Besides three who died in childhood, they had four children: Miriam Mason, Ebenezer Prince, Edward Phillips, and Martha Crowell. Burgess became the possessor of considerable wealth and was known for his benevolence. He was an ancestor of John K. Burgess and, through Abigail, the uncle of Samuel H. Walley.

He was elected a resident member of the New England Historic Genealogical Society in 1862. He died December 5, 1870, in Dedham and is buried in the Old Village Cemetery. His gravestone is notable for the level of detail it includes about his life.

==American Colonization Society==
He accompanied Rev. Samuel J. Mills to Africa, as an agent of the American Colonization Society, to explore the western coast of that continent, and joined the colony of Liberia. They sailed from Philadelphia on November 1, 1817, and Burgess arrived home again October 22, 1818. On their homeward voyage, Mills was taken sick and died, and his associate performed for him the last offices and committed his remains to the ocean. He maintained his association with the society throughout his ministry.

==Career==
He taught in the high school at Providence, Rhode Island one year; was tutor in Brown University from 1811 to 1813, and professor of mathematics and natural philosophy in the University of Vermont from 1811 to 1817.

He was the founder and president of the Dedham Institution for Savings.

==Ministry==
Following a schism at the First Church and Parish in Dedham, and the accompanying lawsuit, Baker v. Fales, Burgess was ordained pastor of the Allin Congregational Church on March 14, 1821.

In the run up to the Civil War, "he did not support the anti-slavery movement" and segregated the pews in the church by race. When a visiting southern clergyman was traveling through the area, Burgess would often invite him to preach. Congregants were sometimes offended by what the visiting preacher had to say. However, when President Joseph Jenkins Roberts of Liberia would visit the United States, he would frequently preach from the Allin pulpit.

William Jenks, a pastor from Green Street in Boston, would spend the summers in Dedham. Burgess would invite him to stand on his left during services and Jenks would lead the "long prayer."

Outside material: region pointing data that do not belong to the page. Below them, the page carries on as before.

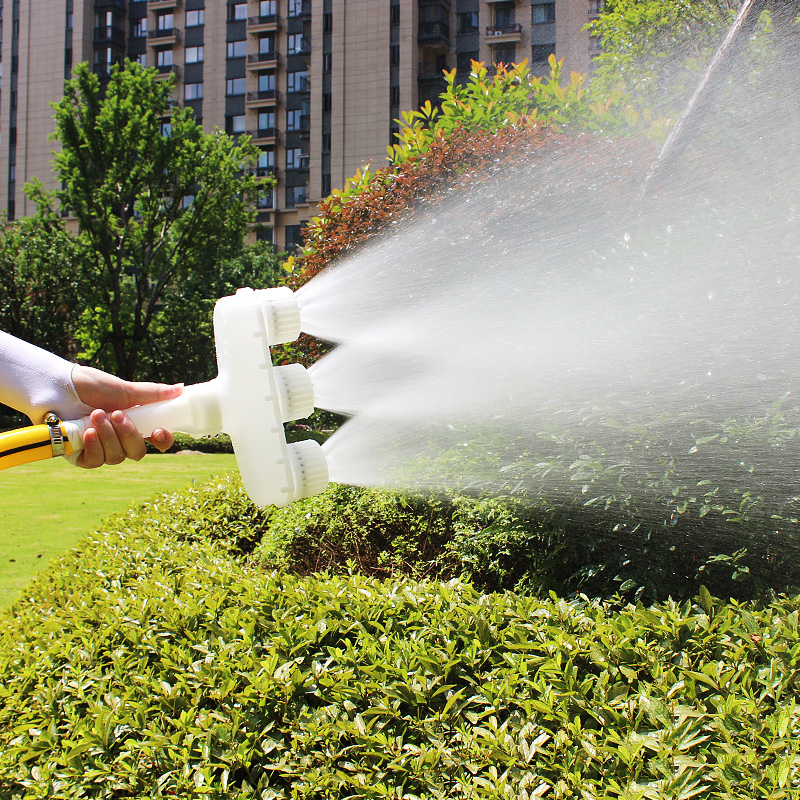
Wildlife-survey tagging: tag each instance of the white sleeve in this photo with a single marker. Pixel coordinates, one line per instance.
(35, 381)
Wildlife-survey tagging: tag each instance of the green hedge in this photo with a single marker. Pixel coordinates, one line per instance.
(154, 661)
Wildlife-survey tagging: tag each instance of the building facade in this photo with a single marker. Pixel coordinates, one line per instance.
(317, 84)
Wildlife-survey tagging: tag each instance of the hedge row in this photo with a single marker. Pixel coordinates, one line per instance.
(152, 663)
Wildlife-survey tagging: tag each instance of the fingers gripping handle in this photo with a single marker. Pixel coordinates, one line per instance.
(250, 399)
(196, 412)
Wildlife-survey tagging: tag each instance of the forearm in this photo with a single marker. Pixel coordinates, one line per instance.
(35, 381)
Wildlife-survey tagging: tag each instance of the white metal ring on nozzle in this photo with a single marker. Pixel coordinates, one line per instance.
(309, 467)
(295, 392)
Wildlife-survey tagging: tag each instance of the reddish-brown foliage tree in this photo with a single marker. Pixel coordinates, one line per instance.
(459, 159)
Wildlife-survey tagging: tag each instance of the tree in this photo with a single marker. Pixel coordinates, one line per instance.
(40, 290)
(155, 199)
(655, 50)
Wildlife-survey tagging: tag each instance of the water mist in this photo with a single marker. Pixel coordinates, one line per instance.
(549, 334)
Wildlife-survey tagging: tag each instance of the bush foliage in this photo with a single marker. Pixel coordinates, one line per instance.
(153, 662)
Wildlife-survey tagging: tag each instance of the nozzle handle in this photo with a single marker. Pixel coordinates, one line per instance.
(195, 412)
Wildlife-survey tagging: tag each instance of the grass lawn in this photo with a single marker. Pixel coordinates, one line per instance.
(48, 506)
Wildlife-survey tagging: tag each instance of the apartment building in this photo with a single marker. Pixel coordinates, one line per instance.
(317, 84)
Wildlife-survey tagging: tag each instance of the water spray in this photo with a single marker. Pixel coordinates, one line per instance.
(250, 399)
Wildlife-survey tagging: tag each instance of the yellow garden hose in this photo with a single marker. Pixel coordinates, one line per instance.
(35, 443)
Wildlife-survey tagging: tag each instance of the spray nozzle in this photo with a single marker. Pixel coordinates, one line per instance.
(250, 399)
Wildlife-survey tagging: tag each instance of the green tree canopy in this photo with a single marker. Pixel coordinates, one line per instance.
(155, 199)
(40, 290)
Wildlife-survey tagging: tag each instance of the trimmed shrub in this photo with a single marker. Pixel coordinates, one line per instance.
(217, 510)
(150, 663)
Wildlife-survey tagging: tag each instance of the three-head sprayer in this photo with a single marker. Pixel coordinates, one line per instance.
(250, 399)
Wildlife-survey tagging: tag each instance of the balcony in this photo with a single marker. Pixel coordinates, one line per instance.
(109, 34)
(165, 70)
(266, 201)
(262, 60)
(430, 71)
(164, 36)
(497, 34)
(109, 5)
(299, 9)
(268, 97)
(433, 33)
(259, 24)
(263, 135)
(300, 86)
(303, 49)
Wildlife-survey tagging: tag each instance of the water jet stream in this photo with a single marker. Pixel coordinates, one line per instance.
(544, 335)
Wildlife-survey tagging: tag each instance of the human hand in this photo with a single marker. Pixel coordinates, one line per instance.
(112, 437)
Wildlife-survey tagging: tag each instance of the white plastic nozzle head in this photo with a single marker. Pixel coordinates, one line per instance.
(295, 392)
(281, 313)
(309, 467)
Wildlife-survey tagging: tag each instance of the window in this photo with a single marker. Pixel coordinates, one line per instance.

He was a firm believer in the evangelical system of faith. His preaching was distinguished for breadth and comprehensiveness, rather than for pointedness and closeness of application.

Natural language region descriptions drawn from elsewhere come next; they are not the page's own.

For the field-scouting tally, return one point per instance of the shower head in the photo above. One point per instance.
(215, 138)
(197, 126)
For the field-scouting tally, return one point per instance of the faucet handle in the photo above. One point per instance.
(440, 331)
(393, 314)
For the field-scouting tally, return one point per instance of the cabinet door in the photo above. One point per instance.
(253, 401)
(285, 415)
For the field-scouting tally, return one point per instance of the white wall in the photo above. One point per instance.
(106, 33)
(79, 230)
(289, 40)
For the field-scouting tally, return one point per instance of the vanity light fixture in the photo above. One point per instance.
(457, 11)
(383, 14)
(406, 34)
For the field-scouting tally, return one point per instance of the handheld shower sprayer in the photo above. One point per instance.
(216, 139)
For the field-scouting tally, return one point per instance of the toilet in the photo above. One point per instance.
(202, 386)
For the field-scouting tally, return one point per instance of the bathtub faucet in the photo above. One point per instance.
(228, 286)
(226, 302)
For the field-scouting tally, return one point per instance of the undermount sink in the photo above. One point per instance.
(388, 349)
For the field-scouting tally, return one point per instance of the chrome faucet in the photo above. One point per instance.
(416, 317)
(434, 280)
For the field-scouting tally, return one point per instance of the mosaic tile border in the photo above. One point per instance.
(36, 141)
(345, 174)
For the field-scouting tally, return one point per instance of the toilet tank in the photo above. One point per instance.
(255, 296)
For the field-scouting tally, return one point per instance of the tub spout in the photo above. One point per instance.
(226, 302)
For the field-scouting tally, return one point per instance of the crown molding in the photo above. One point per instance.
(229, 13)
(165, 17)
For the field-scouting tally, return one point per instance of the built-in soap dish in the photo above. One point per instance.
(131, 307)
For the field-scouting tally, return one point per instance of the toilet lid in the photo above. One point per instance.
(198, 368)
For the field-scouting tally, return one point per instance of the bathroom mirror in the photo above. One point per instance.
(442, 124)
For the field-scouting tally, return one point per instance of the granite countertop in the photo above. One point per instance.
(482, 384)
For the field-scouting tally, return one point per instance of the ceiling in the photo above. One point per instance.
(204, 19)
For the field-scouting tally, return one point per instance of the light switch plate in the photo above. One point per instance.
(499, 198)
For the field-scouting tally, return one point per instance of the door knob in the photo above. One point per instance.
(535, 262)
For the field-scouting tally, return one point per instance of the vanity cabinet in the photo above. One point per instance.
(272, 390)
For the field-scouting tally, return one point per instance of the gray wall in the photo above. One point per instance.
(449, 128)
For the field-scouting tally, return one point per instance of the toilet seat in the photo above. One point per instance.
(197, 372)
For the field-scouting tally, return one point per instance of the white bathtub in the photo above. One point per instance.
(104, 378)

Burgess was "strict in his denominationalism" and did not associate with the other ministers in the town. Unlike many of the others, he did not serve on the Dedham School Committee. If a congregant died, but owned a pew in another church, Burgess would not share in the funeral duties.

When John Wade was sentenced to death for arson at the Phoenix Hotel, Burgess intervened on his behalf and helped get it commuted to life imprisonment.

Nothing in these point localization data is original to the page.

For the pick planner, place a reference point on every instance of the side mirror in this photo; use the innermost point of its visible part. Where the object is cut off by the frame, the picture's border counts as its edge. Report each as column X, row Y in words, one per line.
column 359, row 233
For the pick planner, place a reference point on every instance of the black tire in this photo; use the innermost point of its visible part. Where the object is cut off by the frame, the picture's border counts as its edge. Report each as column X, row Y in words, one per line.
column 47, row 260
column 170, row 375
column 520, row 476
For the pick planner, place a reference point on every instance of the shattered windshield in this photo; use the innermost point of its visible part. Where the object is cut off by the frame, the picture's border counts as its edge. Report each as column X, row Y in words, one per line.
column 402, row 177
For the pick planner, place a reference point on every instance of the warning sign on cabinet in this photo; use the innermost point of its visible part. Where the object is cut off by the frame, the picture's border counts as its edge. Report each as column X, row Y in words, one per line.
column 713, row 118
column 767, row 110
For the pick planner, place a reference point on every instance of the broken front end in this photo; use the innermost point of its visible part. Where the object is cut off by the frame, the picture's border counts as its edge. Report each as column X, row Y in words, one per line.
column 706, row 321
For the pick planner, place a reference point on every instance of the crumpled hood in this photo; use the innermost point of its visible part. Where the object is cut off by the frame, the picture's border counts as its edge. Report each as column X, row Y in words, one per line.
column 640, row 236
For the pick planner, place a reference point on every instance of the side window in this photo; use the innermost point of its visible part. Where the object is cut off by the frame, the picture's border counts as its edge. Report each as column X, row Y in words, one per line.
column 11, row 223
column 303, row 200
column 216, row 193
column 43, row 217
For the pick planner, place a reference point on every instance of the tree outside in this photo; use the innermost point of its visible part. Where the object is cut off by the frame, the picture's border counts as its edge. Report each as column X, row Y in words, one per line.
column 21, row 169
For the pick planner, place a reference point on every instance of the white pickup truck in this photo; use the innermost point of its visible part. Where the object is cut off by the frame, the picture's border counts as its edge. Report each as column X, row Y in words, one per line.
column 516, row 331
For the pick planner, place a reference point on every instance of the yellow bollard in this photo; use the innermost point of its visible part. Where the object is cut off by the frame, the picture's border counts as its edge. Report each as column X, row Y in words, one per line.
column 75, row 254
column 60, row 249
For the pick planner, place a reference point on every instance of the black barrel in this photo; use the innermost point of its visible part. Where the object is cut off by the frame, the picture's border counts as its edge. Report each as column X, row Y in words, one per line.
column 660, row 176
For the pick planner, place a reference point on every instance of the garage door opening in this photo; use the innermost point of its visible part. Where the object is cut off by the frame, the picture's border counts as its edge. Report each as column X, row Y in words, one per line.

Burgess resigned active pastoral duties on March 13, 1861.

==Published works==
In 1840, he published The Dedham Pulpit, a volume of five hundred pages and, in 1860, the Burgess Genealogy, a 200-page tome chronicling the descendants of Thomas Burgess, of Plymouth Colony.

==Legacy==
The Burgess Schoolhouse, also known as District Number 11 and the Westfield School District, was located on Westfield Street near Schoolmaster Lane. The simple one story building had red shutters and plank seats with no backs. A new schoolhouse, named in honor of Burgess, was built around 1840 and sold 1899.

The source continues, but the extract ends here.